Als die Insel Santorin vor ungefähr 3500 Jahren von einem Vulkan gesprengt wurde und sich eine gewaltige Flutwelle bis nach Ägypten ihren Weg bahnte, konnte man wohl noch ganz eindeutig von einer Naturkatastrophe sprechen. Was soll dies auch sonst gewesen sein?
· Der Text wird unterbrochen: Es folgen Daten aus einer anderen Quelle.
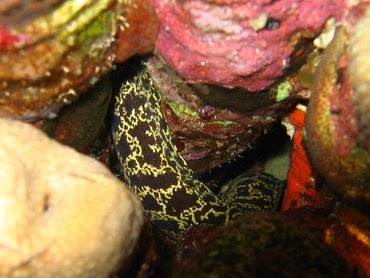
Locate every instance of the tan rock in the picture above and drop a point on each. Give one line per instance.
(62, 214)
Indes: War der Tsunami im Indischen Ozean ebenso wie der Hurrican im Golf von Mexiko solch ein Naturphänomen? Oder ist das schon ideologisches Geschwätz? Sicher ist nicht davon auszugehen, dass die gegenwärtigen Katastrophen rein gesellschaftlichen Charakters wären und mit Natur gar nichts zu tun hätten. Aber die Natur, die da agiert, reagiert auf eine spezifisch hergestellte Umwelt. Und es ist diese besondere Konstellation, die Dimensionen und Folgen bestimmt. Katastrophen geschehen nicht nur, sie werden auch gemacht. Zwar sind jene nicht frei von Natur (verstanden als Selbstgeschehnis ohne menschliches Zutun), aber doch weitgehend den sozialen Zusammenhängen geschuldet. Der Begriff der Naturkatastrophe ist fragwürdig geworden. Das Unglück, das da oft hereinbricht, ist ohne gesellschaftlichen Kontext nicht denkbar. Die Unfälle sind nicht bloß Zufälle, auch wenn viele meinen nichts anderes vermuten zu dürfen. Das Gerede von „höherer Gewalt“ zeugt oft von niedrigen Instinkten, z. B. von Kapital- und Konsuminteressen. Aber es gibt auch Idioten, die sogar in Krieg und Hunger Naturschicksale erblicken.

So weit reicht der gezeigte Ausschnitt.